Dios es un Dios de propósitos. Él quiere obrar en nuestras vidas, en nuestras familias, en nuestras comunidades. Sin embargo, muchas veces esperamos que Dios lo haga todo sin reconocer que también hay una parte que nos toca cumplir. La Biblia está llena de historias donde el obrar divino se activa cuando la obediencia humana entra en escena.
En Juan 11, Jesús llegó al sepulcro de Lázaro. Él tenía el poder para resucitarlo, pero antes pidió: “Quitad la piedra”. Dios iba a hacer el milagro, pero los hombres tenían que remover el obstáculo. Este patrón se repite una y otra vez: Dios quiere hacer algo, pero tú tienes que hacer algo. Fe y acción van de la mano.
Una joven llamada Ana sentía en su corazón el deseo de estudiar medicina.

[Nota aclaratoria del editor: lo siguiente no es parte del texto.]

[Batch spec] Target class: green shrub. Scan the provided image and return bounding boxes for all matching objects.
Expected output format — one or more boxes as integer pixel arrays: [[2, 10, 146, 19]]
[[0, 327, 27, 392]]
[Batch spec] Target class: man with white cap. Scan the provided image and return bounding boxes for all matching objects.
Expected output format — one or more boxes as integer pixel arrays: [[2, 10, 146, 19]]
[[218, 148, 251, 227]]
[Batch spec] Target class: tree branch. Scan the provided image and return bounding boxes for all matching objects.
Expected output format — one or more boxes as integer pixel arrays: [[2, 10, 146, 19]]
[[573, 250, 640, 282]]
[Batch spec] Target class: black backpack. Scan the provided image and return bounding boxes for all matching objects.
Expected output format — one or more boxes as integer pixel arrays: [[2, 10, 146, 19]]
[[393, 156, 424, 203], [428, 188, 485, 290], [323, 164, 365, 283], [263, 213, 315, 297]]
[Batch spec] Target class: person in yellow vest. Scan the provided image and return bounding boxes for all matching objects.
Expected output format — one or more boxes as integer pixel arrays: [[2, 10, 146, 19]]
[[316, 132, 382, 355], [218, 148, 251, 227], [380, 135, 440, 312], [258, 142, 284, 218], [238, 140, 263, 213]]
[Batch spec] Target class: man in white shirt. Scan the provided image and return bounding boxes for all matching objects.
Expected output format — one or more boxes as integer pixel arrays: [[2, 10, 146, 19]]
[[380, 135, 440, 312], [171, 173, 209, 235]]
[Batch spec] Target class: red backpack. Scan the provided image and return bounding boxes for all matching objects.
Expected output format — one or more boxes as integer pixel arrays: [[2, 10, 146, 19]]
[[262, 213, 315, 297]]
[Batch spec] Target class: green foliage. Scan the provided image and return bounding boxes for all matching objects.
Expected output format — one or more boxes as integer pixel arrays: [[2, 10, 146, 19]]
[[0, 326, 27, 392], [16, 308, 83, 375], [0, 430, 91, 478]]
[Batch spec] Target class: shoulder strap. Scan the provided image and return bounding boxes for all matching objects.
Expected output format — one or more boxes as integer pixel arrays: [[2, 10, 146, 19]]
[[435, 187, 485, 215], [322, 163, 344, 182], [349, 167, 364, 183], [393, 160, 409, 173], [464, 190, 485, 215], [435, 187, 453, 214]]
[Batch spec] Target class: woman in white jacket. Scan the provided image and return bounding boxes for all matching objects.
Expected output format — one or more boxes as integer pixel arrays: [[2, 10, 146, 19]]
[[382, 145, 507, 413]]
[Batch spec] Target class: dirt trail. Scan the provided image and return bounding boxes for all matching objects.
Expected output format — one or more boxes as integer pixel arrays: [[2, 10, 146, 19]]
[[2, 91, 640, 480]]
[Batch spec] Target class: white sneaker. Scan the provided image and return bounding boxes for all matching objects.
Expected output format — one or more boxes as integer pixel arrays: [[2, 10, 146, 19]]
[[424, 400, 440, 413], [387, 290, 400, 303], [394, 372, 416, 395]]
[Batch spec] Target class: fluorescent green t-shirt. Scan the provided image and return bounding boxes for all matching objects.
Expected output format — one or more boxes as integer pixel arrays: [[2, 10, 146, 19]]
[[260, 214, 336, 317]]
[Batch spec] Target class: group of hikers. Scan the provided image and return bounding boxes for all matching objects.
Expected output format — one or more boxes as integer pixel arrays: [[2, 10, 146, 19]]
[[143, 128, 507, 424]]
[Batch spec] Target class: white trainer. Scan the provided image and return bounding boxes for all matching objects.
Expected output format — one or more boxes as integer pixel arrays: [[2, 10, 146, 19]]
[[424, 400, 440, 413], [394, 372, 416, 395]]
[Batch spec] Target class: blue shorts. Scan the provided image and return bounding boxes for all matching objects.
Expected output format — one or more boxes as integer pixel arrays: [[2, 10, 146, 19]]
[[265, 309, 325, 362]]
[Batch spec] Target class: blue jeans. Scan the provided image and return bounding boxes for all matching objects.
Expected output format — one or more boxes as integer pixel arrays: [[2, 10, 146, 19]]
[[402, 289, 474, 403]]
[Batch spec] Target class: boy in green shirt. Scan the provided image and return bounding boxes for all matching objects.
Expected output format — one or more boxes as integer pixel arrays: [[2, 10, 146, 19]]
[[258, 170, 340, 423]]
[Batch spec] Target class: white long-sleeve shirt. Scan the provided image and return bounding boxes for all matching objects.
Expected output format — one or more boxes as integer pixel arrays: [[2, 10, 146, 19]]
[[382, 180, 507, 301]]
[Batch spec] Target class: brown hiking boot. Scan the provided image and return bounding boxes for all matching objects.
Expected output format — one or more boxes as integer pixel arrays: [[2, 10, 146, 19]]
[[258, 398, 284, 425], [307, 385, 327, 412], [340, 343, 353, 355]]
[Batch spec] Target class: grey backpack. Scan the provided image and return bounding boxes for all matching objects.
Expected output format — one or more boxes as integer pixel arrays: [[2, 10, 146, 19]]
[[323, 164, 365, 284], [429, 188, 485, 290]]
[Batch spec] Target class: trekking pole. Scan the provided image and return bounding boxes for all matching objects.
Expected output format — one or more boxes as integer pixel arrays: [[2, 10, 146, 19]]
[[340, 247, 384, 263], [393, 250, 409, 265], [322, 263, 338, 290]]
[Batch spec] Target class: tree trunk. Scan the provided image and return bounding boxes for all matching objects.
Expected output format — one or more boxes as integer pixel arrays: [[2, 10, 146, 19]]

Desde pequeña decía que quería sanar vidas, pero en su comunidad muchos le decían: “Eso no es para gente como tú”. Un día, orando en la iglesia, sintió que Dios le decía: “Ese sueño es parte de mi plan, pero tú debes dar el primer paso”. Con miedo, pero con fe, aplicó a una beca. La rechazaron. Lloró, pero no se rindió. Aplicó a otra… y fue aceptada. Hoy es doctora en un hospital rural, y cada paciente que atiende siente que es parte de una obra mayor. Dios quería hacer algo… y ella también tuvo que moverse.
Finalmente te recuerdo, que no basta con desear que las cosas cambien; hay que mover la piedra. Dios quiere sanar, restaurar, abrir caminos, levantar sueños… pero tú debes orar, creer, actuar y obedecer. ¿Qué piedra tienes que mover hoy para que Dios haga lo que quiere hacer en ti?